According to Elkind, conservation easements worked in many examples, but at some point conservation easements became motivated more by commercial reward than for any concern about the natural environment. Elkind recounts the story of the former Millstone Golf Course outside of Greenville, South Carolina, closed in 2006 and dormant until 2016.
Later in 2016, however, a pair of promoters appeared. They gathered investors who purchased the same parcel at the market price and, with the help of a private appraiser, declared it to be worth $41 million, nearly eight times its purchase price. Why? Because with that new valuation and a bit of paperwork, the investors were suddenly able to claim a tax deduction of $4 for each $1 they invested.

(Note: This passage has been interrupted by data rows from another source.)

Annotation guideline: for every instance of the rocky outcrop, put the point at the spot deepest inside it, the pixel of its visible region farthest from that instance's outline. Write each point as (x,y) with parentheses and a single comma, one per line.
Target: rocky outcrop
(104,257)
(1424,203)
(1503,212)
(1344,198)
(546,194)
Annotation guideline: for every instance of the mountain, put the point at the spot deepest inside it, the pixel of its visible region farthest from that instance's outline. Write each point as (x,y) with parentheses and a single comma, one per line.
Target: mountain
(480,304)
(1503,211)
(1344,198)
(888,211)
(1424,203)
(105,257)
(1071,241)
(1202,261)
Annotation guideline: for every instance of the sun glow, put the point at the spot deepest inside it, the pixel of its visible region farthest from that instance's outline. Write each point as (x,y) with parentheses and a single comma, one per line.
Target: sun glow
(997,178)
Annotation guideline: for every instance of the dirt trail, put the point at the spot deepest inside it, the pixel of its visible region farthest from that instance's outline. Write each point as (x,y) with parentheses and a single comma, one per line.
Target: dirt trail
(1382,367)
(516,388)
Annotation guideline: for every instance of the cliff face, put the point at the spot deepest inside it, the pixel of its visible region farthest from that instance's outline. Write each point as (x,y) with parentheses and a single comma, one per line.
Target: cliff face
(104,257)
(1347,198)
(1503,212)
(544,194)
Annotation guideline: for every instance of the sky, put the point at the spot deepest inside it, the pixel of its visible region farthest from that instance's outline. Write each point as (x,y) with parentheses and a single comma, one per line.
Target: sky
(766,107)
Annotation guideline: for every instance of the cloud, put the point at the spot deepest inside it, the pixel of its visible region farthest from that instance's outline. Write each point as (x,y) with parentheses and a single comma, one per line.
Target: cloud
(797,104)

According to Elkind, those kinds of transactions have transformed conservation easements into the "single most generous charitable deduction in the tax code." If you're wondering whether it survived the Republican tax reform bill signed recently by the president, it did, according to Elkind. Moreover, President Trump has a long history of building tax shelters by using conservation easements.
The article includes a lot more examples and explanations to describe the tax shelter conservation easements have become.